A Better Paradigm for Class Analysis January 23, 2016

John Michael Greer over at The Archdruid Report has produced a great piece of analysis on the American economic arrangement an, as a consequence, the Trump phenomenon. He redraws the lines of political class and the picture he develops is useful:

“It so happens that you can determine a huge amount about the economic and social prospects of people in America today by asking one remarkably simple question: how do they get most of their income? Broadly speaking—there are exceptions, which I’ll get to in a moment—it’s from one of four sources: returns on investment, a monthly salary, an hourly wage, or a government welfare check. People who get most of their income from one of those four things have a great many interests in common, so much so that it’s meaningful to speak of the American people as divided into an investment class, a salary class, a wage class, and a welfare class.”

What makes this paradigm interesting is what happens when he superimposes it onto the last couple decades of political and economic developments. Through this new lens he is able to explain that a lot of the conventional finger-pointing from either end of the party spectrum has been misguided, or if not misguided, at least incomplete. The top one percent has a great deal more political power than it knows what to do with, to be certain, and the welfare class has a great deal less, but who has been receiving the preponderate amount of the screwing in recent years, and who has been responsible for delivering it? According to Greer, both answers are found more toward the middle.

That is to say, if we are speaking in terms of actual decay, it is the wage class which has been destroyed in recent years; and if we’re speaking in terms of practical indifference and political irresponsibility, we need to look more at the salaried class, which has been sitting comparatively pretty during most of the chaos.

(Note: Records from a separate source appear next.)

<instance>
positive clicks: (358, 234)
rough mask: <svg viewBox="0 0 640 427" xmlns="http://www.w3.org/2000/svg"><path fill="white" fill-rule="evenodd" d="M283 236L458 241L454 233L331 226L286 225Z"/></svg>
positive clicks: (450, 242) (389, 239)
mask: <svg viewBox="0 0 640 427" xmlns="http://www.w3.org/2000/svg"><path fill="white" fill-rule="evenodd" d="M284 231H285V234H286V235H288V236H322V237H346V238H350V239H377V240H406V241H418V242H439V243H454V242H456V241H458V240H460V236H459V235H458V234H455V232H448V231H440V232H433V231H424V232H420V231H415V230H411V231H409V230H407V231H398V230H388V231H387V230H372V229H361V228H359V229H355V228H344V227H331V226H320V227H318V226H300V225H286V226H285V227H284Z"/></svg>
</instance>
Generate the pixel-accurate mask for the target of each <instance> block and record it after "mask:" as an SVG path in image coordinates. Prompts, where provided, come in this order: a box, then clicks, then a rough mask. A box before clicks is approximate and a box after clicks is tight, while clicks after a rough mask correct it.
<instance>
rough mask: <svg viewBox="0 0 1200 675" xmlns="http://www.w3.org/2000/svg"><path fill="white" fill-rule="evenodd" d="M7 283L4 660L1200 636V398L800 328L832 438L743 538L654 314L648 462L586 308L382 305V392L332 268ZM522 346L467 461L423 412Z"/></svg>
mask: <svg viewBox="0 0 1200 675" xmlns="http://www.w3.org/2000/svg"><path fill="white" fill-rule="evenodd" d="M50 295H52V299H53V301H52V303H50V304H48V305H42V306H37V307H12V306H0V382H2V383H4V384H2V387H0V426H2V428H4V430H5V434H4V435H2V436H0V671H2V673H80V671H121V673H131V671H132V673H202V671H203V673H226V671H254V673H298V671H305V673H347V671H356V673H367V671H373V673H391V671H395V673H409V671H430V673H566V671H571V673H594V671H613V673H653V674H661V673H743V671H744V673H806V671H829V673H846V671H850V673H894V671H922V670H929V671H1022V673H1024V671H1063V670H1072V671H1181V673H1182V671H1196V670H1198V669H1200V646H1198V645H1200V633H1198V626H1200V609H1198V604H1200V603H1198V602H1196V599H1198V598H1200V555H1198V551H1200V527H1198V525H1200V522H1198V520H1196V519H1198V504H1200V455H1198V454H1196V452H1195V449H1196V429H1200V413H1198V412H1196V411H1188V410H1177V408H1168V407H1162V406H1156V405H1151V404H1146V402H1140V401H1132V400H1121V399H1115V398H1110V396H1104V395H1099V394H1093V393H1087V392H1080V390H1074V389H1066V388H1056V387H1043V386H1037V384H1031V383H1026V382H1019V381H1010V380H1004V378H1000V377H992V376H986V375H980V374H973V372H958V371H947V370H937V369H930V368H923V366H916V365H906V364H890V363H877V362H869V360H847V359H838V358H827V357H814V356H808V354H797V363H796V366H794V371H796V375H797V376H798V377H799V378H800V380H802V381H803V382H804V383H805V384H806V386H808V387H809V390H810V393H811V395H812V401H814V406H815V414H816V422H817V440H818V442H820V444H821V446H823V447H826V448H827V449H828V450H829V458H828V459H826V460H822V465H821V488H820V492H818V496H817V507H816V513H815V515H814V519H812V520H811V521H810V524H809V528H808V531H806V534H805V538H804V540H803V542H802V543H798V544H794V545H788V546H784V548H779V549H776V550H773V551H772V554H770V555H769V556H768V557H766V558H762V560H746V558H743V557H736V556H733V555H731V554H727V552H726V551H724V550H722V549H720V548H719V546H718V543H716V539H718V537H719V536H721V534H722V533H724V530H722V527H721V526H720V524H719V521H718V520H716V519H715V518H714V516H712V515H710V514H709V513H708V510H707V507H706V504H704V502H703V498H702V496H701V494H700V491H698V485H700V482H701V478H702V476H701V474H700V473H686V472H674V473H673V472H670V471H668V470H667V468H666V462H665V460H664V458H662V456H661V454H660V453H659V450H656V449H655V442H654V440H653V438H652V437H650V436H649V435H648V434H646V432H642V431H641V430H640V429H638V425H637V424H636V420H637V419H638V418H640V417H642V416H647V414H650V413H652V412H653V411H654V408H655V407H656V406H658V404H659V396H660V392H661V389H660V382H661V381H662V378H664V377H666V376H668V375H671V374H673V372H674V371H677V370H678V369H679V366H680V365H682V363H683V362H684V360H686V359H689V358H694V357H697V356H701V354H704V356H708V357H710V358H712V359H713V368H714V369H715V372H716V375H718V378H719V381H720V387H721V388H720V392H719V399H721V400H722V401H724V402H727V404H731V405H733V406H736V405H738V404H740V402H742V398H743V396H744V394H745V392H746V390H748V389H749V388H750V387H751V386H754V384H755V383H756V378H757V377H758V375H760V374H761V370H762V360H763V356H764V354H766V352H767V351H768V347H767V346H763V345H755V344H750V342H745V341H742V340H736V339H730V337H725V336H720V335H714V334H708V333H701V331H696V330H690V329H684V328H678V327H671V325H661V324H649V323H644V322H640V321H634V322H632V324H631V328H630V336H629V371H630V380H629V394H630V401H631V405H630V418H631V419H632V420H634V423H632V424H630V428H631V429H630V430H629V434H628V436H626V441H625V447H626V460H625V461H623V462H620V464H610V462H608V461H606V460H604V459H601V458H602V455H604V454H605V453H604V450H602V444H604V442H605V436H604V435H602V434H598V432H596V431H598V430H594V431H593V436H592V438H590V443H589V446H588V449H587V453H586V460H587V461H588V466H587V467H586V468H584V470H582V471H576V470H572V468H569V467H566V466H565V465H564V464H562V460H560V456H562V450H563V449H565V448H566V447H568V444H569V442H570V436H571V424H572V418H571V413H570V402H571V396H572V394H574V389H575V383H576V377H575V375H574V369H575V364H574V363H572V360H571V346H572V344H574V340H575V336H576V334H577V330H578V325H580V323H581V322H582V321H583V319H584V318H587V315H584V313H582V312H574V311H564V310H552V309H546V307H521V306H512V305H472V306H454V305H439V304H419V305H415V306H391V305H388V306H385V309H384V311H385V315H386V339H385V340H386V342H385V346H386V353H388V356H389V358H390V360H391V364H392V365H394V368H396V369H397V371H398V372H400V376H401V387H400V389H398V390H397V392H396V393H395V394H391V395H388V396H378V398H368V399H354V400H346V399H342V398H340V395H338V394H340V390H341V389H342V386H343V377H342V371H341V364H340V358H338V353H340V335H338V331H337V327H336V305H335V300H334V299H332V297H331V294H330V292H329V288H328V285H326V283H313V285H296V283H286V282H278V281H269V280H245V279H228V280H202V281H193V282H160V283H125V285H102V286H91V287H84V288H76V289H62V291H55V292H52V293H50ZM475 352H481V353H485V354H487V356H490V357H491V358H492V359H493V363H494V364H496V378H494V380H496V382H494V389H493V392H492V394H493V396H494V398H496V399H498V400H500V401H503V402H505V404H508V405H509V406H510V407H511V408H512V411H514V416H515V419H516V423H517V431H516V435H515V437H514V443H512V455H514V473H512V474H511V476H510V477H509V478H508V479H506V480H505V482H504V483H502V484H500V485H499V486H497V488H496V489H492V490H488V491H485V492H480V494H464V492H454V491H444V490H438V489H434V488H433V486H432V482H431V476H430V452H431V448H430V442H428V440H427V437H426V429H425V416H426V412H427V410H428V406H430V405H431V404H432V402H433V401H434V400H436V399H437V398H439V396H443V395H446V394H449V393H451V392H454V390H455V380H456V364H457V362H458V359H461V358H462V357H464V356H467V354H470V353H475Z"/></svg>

Finally Greer applies these assertions to the phenomenon of Trump and it becomes clear why, regardless of the universal scorn of pundits from both parties, and in fact because of it, no one has been able to stop him. The pundits speak for the salaried class (on both sides of the spectrum) while the things Trump says are the things you would hear from wage-earners at the bowling alley. They are tired of being screwed, and may be beginning to see that the pundits are not really on their side. Trump is the only option that even appears to represent their interests and concerns, the only one who speaks their language. The more both sides pour scorn on him, the more the wage earning class supports him, because many of the sentiments scorned on the news are the sentiments of the wage class. Trumps rise is showing us the power that this class wields, and the salaried class is scared.